The proportion of No. 2 used is pretty high. Between 15% and 20%. That’s about as much as you ever see. What’s surprising, is that in most cases it’s combined with another sugar. One we’ll be looking at next, dectro-maltose.
More than half the beers also contain some of this sugar. All the Pales Ales, other than H, the weakest. Not being 100% fermentable, I always assume that it’s there to add body.
Something simply escribed as “cane” seems to operate in the place of No. 2 in some beers. I guess that it means some sort of raw cane sugar rather than pure sucrose.
The final type is caramel. Small quantities destined for the Black Beers, Porter, Cooper and Double Stout.
Between 20% and 25% is a lot of sugar. In everything other than the Pilsener. They sure did love their sugar.

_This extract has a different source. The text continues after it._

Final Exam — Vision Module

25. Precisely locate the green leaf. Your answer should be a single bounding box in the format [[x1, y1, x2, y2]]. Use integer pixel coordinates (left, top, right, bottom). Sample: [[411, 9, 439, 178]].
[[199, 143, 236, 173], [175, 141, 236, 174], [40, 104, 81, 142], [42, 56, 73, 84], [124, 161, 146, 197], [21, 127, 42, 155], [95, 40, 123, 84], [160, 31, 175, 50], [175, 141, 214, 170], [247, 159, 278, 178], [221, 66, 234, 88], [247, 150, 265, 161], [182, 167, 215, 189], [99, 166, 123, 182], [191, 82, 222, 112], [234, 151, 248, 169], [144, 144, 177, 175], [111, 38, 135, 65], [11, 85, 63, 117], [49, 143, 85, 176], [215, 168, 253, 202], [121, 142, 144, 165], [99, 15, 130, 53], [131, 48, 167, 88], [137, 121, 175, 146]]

| Fremlin sugars in 1897 | ||||||
| Beer | Style | no. 2 sugar | cane | dextro-maltose | caramel | total sugar |
| X | Mild | 23.53% | 23.53% | |||
| H | Pale Ale | 22.00% | 22.00% | |||
| BA | Pale Ale | 18.60% | 4.65% | 23.26% | ||
| BA C | Pale Ale | 15.69% | 7.84% | 23.53% | ||
| BA L | Pale Ale | 16.67% | 8.33% | 25.00% | ||
| BB | Pale Ale | 17.65% | 5.88% | 23.53% | ||
| BB L | Pale Ale | 16.67% | 8.33% | 25.00% | ||
| PA | Pale Ale | 15.69% | 7.84% | 23.53% | ||
| PA L | Pale Ale | 20.00% | 8.00% | 28.00% | ||
| IPA | IPA | 15.69% | 7.84% | 23.53% | ||
| Pilsener | Pilsener | 0.00% | ||||
| P | Porter | 24.39% | 2.44% | 26.83% | ||
| Cooper | Porter | 24.49% | 2.04% | 26.53% | ||
| DS | Stout | 18.93% | 1.18% | 20.12% | ||
| Source: | ||||||
| Fremlin brewing record held at the Kent Archives, document number U3555/2/F/Bx2/1/22. | ||||||


2 comments:
Dextro-maltose is an interesting feature, but I guess it makes sense to prevent the beers from becoming thin during aging. If they were aged, that is?
There must certainly have been a noticable molasses character in all of those beers.
It seems reasonable to think that cane sugar would be a cheaper substitute for invert; is that reflected in the beer prices?